Romanya, Sovyet-Polonya Savaşı'na katılmadı, ancak Polonya askeri geçişini kendi topraklarından kabul etti ve destekledi. Pruszyński'nin bir başka raporuna göre Romanya, Polonya vatandaşlarının Rusya'dan kendi bölgelerine geçişini kolaylaştırdı ve ayrıca ayrıcalıklı fiyatlarla silah ve tahıl sağladı.[kaynak belirtilmeli] Bu bağlamda Rumen Ordusu, (o yılın yazında Galiçya'da kurulan) Batı Ukrayna Halk Cumhuriyeti'ne karşı Polonya-Ukrayna Savaşı'na müdahale ederek Pokuttya'daki Polonyalılara yardım etti (bkz. Pokuttya'nın Romanya işgali).

Leh liderler Ignacy Jan Paderewski ve Józef Piłsudski'nin kabulüyle hareket eden Kont Aleksander Skrzyński, Romanya'nın Ion I. C. Brătianu hükümetine Ukrayna'nın gelecekteki yönetimine bütünüyle katılma teklifinde bulundu (Ağustos 1919); mesaj, Skrzyński'nin ertesi ay Romanya'da büyükelçi olmasından sonra tekrar verildi.

Varşova büyükelçisi Alexandru G. Florescu'nun değerlendirmesine katılan Brătianu kabinesi, Ukrayna Halk Cumhuriyeti ile temas kurma isteğini dile getirdi. 1920'de, Piłsudski'nin kendisi tarafından Alexandru Averescu hükümetine benzer bir plan önerildi; teklif daha spesifikti ve Romanya'nın yönetimini doğuya (Karadeniz kıyısı, Odessa ve Transdinyester) doğru genişleteceğini gösteriyordu.[3] Averescu, ülkesinin Rus İç Savaşı'na katılması anlamına geldiği için teklifi kabul etmeyi reddetti.

İlk antlaşma değiştir

 
1922'de Polonya; güneyden görünen Romanya'nın kuzey bölgeleri

İlk antlaşma, 3 Mart 1921'de Bükreş'te imzalanan Savunma İttifakı Sözleşmesi idi. Beş yıllık bir süre için imzalanan antlaşma, her iki tarafı da "taraflardan birinin mevcut Doğu sınırlarında saldırıya uğraması durumunda" birbirlerine silahlı yardımda bulunmaya taahhüt ediyordu ve Sovyet-Polonya Savaşı'nı henüz kaybetmiş olan Rusya'yı (1922'den itibaren Sovyetler Birliği) kontrol altına almayı amaçlıyordu.[kaynak belirtilmeli] Müzakerelere katılan diplomatlar arasında Polonyalı general Tadeusz Rozwadowski ve Rumen general Ion Antonescu da vardı. Bu antlaşmanın onayları 25 Temmuz 1921'de Bükreş'te teati edildi. Antlaşma, aynı yılın 24 Ekim'inde Milletler Cemiyeti Antlaşmalar Dizisinde tescil edildi.
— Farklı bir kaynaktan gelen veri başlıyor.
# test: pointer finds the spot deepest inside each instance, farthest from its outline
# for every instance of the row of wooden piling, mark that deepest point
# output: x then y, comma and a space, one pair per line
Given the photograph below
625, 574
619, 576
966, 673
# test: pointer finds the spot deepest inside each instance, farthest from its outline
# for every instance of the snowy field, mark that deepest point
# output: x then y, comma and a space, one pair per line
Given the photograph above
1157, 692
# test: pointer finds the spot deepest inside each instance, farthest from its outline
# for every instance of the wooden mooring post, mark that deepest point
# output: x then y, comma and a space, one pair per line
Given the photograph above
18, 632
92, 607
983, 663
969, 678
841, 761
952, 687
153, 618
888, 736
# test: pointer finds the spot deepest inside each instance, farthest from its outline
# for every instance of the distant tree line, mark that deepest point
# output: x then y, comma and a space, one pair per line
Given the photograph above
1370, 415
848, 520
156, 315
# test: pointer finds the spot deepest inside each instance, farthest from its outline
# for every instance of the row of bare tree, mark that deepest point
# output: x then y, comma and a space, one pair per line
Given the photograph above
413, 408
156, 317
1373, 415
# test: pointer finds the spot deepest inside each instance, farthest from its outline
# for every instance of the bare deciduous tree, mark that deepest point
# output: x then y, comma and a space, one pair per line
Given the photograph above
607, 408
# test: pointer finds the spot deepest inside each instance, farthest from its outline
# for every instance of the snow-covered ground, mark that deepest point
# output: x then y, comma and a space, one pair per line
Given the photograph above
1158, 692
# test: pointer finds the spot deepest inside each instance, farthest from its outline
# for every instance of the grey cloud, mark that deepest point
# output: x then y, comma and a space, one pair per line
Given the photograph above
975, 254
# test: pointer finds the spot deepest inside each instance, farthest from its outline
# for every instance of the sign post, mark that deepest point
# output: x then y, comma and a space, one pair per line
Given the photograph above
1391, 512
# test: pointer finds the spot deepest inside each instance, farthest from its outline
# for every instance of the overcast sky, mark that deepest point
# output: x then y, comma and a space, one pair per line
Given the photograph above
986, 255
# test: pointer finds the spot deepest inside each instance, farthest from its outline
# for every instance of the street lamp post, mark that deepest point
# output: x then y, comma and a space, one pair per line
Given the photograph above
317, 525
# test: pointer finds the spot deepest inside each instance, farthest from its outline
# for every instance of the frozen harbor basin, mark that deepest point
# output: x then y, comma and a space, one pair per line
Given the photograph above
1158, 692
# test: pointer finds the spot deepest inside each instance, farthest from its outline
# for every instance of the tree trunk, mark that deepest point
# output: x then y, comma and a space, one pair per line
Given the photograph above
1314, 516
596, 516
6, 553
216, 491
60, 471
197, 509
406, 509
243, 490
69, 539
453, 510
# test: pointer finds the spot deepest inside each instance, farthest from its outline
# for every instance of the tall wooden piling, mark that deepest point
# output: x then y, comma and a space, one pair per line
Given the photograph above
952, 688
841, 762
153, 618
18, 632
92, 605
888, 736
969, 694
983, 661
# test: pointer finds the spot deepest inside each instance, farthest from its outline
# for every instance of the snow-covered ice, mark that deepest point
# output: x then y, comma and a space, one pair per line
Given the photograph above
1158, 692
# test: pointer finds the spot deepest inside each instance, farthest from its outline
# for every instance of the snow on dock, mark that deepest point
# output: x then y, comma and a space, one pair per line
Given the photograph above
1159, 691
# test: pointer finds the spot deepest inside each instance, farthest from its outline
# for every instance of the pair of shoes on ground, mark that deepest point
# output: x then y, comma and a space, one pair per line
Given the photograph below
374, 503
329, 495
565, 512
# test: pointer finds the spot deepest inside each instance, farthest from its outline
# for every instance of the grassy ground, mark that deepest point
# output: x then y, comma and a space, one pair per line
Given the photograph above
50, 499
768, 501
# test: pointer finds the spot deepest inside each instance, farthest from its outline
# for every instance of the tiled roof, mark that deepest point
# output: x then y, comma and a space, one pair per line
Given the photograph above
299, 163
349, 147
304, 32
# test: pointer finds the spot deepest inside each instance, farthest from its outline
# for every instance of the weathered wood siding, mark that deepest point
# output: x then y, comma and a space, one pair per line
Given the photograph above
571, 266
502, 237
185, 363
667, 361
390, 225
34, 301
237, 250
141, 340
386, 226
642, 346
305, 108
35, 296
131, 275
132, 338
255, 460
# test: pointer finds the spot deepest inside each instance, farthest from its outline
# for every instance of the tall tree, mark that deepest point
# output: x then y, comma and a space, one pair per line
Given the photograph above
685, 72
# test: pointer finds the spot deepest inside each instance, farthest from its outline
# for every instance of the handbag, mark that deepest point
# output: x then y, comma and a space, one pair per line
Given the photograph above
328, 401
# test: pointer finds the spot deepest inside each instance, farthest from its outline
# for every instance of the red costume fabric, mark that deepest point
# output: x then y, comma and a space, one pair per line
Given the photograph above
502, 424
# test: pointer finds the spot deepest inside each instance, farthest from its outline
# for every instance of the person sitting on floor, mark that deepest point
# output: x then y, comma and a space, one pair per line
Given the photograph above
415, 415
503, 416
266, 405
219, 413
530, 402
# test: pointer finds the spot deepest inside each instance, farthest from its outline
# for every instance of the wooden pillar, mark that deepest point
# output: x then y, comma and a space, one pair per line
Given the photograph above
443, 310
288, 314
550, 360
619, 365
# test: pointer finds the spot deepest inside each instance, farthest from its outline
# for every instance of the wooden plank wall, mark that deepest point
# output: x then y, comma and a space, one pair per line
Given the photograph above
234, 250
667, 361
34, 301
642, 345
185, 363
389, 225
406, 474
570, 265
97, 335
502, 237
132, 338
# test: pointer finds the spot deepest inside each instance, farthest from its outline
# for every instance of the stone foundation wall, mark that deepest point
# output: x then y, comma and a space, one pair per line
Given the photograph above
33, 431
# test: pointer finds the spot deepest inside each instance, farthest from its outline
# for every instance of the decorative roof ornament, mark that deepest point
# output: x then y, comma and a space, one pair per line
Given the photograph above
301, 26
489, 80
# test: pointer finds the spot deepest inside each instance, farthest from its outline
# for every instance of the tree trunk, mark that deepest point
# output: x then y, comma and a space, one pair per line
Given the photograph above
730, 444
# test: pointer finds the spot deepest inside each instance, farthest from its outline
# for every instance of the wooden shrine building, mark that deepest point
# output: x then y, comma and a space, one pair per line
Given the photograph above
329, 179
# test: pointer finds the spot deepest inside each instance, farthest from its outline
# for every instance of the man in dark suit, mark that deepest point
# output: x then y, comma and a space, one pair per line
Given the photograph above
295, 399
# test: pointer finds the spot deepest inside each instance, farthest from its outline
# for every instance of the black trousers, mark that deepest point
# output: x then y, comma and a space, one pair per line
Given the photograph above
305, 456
1920'lerin başında Romanya, Çekoslovakya ve Yugoslavya ile birlikte Küçük Antant'ı başlattı. İttifakın birincil hedefi, Romanya'nın Transilvanya'sını da içeren Macaristan'ın intikam politikasına karşı koymaktı.[4] Romanya Dışişleri Bakanı Take Ionescu, Polonya ile Çekoslovakya arasındaki sınır anlaşmazlıkları nedeniyle Polonya ile Yunanistan'ı ittifaka sokamadı. Varşova'daki Rumen temsilcisi şunları bildirdi:

"Polonya'nın Küçük Antant'a yönelik politikası netleşiyor. Polonya buna katılmak istemeyecek. Bu tutum, Polonya'nın anlaşmaya katılmasının şu anda mümkün olmadığını beyan etmiş görünen Bay Beneš'inkiyle ilgili olabilir."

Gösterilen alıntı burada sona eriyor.